Получив аттестат, Сергей остался в Яблоневке, хотя почти все одноклассники подавались в город – за лучшей жизнью. Но поступить в колледж, а тем более в институт, Гаврошу всё равно не светило. Да и не хотел он учиться – надоело, а помогать матери было нужно, и не только потому, что в селе без мужика тяжело. После смерти мужа Вера Петровна начала сильно выпивать. Тут же нашлись сочувствующие утешители из любителей дармовой выпивки и закуски. Все чаще дома у Гавриных стали собираться веселые компании, мать всё чаще заставляла Гавроша забивать свиней, чтобы потчевать гостей и обменивать мясо на выпивку. Иногда он выгонял надоевших пьянчуг, но каждый раз это влекло скандал с матерью.
– Они же меня поддерживают! – кричала Вера Петровна. – Ты хочешь, чтобы я совсем слегла от одиночества?

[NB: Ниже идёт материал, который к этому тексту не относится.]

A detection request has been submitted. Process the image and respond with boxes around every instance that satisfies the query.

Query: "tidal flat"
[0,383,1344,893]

– Но у тебя же есть я! – с обидой отвечал Гаврош.
– Ты же со мной пить не хочешь! А меня тоска грызет, иногда хочется руки на себя наложить!

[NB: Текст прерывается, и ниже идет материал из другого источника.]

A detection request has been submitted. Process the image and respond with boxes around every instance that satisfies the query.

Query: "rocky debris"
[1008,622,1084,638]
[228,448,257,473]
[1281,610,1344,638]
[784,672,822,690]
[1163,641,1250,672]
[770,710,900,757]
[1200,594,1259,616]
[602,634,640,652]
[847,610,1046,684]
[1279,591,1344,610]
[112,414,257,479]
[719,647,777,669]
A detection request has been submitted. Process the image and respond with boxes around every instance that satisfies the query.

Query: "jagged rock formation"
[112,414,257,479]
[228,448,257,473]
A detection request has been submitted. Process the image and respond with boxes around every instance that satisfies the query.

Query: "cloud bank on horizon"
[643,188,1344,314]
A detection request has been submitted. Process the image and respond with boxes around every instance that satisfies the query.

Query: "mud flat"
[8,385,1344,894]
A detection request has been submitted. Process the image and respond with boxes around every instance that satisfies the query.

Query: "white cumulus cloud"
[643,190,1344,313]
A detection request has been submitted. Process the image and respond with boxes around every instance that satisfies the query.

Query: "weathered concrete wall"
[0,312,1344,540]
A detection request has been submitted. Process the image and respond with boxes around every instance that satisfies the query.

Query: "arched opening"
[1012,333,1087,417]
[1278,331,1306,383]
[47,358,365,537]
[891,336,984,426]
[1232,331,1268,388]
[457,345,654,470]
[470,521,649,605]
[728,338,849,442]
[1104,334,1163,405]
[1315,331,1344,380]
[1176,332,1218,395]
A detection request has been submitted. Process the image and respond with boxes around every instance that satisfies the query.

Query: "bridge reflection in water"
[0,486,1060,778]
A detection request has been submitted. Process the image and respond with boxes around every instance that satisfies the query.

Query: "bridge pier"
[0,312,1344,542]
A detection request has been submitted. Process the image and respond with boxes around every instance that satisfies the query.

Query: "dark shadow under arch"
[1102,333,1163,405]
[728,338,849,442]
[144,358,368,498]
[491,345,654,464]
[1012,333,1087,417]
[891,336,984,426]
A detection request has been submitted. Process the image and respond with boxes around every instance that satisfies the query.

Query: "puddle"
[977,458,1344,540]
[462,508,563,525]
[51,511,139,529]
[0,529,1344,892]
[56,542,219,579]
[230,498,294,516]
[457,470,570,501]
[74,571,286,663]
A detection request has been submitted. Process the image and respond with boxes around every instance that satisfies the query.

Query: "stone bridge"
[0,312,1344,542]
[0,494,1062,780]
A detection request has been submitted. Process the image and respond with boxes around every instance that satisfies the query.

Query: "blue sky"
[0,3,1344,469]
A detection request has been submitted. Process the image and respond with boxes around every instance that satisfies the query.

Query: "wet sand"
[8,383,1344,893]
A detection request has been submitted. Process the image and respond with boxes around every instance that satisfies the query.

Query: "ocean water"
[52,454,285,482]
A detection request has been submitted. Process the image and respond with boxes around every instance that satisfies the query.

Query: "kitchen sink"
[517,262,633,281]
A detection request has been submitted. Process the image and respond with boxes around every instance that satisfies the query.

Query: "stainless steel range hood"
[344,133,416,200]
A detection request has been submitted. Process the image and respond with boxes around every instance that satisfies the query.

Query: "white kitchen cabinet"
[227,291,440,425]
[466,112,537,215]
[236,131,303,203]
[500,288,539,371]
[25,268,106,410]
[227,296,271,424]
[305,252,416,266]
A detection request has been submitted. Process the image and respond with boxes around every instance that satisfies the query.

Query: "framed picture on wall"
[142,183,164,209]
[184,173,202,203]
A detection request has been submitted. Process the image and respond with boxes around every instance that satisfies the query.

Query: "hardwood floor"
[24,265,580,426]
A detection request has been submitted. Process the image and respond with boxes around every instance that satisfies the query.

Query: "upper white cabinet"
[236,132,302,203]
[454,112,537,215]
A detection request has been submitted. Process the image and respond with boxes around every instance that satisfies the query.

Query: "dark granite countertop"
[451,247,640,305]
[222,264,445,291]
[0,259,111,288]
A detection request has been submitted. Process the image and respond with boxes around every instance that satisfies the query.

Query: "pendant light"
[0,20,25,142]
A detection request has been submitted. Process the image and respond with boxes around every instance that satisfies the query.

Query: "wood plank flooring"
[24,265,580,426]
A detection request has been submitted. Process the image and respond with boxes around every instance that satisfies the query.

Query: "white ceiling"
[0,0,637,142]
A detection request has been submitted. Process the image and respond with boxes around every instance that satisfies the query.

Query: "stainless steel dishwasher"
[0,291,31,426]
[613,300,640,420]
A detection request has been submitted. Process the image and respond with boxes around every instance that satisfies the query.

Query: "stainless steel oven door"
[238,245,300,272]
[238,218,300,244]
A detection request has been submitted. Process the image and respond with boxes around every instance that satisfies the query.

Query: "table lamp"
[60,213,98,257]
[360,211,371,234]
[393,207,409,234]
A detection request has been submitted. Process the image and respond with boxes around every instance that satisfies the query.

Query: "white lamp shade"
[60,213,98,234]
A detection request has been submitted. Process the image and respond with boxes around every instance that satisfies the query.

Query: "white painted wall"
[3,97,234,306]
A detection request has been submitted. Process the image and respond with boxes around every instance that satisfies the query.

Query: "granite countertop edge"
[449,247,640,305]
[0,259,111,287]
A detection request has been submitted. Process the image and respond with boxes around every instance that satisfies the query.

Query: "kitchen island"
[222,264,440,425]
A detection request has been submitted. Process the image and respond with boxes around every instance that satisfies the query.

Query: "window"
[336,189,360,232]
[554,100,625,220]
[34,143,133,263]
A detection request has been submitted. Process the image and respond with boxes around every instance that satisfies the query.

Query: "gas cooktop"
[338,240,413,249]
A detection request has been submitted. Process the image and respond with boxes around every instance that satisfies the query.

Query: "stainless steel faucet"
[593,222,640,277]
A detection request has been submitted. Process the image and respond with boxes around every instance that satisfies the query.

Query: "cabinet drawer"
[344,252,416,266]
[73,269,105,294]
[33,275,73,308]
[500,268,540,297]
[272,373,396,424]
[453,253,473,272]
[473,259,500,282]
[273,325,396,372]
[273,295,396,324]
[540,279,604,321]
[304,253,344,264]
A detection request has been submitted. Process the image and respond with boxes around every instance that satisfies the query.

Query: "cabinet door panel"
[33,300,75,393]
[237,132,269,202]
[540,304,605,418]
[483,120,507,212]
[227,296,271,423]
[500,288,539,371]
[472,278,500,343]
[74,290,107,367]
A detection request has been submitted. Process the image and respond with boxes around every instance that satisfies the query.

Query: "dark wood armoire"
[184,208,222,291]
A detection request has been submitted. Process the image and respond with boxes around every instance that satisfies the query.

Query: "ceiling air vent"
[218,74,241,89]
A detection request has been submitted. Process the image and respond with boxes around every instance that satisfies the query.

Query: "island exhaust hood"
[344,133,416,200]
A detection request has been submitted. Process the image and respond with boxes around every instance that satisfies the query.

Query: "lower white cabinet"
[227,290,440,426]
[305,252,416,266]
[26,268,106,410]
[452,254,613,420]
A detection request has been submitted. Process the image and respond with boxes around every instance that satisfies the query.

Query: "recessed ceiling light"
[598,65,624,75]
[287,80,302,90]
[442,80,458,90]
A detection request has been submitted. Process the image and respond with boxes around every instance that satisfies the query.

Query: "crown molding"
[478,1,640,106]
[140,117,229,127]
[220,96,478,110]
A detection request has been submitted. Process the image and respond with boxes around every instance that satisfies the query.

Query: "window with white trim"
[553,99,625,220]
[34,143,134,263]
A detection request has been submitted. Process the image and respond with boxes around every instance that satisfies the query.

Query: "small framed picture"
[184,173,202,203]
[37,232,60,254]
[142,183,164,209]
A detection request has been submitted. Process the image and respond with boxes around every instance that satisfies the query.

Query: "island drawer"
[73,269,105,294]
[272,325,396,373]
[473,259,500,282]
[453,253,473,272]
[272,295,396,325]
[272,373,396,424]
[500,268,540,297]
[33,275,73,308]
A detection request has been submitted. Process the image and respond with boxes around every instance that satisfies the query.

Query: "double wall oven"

Гавроша тоже грызла тоска. Через год после смерти отца в райцентре состоялся суд: на скамье подсудимых оказались Худой и Чага. Но судили их не за убийство – Худому дали шесть лет за причинение тяжких телесных повреждений, повлекших по неосторожности смерть потерпевшего, а Чаге – год условно за хулиганство. Никитос проходил свидетелем, причем свидетелем никудышним: он заявил, что ничего не видел и не помнит, так как был пьян. И все. Считалось, что правосудие восторжествовало, а виновные получили по заслугам, но все односельчане думали по-другому: убийцы откупились и остались безнаказанными.
И Гаврош так думал тоже. Правда, записи в черном блокноте давали ему надежду и согревали душу, тем более что страницы быстро заполнялись именами убитых свиней, и рано или поздно очередь должна была дойти до свиней двуногих… И пусть Худой чалится в зоне, а Никитос и Чага не появляются в районе, всё равно их черёд придёт! И этот говнюк дядя Вова тоже своё получит – пусть только пройдёт время и все забудется… Однако мать ничего этого не знала, по своему боролась с горем, и вскоре уже не было дня, чтобы она осталась трезвой…

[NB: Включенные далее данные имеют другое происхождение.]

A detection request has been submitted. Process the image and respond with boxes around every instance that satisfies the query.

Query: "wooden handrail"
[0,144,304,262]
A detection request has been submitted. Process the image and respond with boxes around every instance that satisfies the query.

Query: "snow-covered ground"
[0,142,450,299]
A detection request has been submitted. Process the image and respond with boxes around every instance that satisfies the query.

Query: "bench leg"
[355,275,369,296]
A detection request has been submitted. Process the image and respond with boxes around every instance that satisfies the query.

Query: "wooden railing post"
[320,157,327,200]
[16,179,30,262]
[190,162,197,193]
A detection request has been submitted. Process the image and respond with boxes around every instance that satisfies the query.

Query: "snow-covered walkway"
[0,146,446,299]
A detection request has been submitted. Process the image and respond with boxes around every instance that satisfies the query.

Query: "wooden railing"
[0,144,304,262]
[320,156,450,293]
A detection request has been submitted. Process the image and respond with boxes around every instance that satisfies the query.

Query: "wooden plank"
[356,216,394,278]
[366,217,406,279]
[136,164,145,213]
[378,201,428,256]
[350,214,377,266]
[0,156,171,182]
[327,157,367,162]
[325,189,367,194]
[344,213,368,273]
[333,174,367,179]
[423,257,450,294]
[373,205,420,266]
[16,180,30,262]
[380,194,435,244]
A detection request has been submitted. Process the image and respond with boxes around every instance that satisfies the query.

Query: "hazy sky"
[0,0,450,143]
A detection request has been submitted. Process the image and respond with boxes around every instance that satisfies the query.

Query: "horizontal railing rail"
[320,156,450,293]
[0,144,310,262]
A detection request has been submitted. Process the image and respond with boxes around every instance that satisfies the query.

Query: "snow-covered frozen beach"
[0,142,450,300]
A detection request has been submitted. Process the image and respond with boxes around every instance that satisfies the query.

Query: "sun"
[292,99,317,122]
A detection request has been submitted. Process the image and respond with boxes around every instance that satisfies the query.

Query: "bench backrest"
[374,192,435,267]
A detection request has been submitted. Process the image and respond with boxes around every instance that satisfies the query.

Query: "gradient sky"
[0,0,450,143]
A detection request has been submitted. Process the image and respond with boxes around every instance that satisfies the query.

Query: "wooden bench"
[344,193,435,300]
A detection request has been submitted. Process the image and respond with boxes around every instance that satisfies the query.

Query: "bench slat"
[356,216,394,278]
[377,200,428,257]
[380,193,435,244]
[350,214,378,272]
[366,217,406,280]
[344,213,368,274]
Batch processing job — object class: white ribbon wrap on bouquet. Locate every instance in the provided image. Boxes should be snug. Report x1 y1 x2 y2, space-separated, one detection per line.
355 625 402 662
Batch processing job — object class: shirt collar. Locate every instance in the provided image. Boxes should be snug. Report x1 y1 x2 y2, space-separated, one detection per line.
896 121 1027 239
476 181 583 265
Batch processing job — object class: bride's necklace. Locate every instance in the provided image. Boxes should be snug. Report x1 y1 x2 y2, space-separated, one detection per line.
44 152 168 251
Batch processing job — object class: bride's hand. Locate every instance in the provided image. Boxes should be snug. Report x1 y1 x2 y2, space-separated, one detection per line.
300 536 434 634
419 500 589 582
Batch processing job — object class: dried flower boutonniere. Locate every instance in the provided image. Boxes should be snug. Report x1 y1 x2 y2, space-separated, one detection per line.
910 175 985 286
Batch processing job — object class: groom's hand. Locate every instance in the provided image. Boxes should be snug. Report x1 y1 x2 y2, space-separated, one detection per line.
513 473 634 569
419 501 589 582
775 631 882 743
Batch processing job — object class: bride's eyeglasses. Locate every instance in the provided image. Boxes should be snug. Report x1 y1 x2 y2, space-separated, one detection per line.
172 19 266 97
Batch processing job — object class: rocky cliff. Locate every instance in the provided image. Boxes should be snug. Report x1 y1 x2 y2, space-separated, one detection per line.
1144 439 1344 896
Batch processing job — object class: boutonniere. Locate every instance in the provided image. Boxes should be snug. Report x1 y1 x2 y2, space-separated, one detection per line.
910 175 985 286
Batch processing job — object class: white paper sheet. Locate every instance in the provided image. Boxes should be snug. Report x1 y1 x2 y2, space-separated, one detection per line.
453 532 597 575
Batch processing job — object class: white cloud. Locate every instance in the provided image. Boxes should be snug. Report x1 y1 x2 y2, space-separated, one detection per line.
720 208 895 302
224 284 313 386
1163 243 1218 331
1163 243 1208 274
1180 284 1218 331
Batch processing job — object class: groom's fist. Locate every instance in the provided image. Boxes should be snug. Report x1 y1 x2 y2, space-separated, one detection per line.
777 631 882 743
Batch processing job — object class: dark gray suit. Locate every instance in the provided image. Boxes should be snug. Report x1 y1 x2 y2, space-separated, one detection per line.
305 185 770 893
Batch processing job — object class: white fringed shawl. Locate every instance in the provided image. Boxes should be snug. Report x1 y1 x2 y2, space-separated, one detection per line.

Но Гаврош все-таки нашел средство от прилипчивых нахлебников: ловил по одному, избивал и обещал в следующий раз поломать ноги. Бил он сильно, причем независимо от пола воспитуемого, в результате даже пропитые мозги «гостей» смогли правильно взвесить притягательность халявной жратвы и риск потерять здоровье: последний явно перевешивал.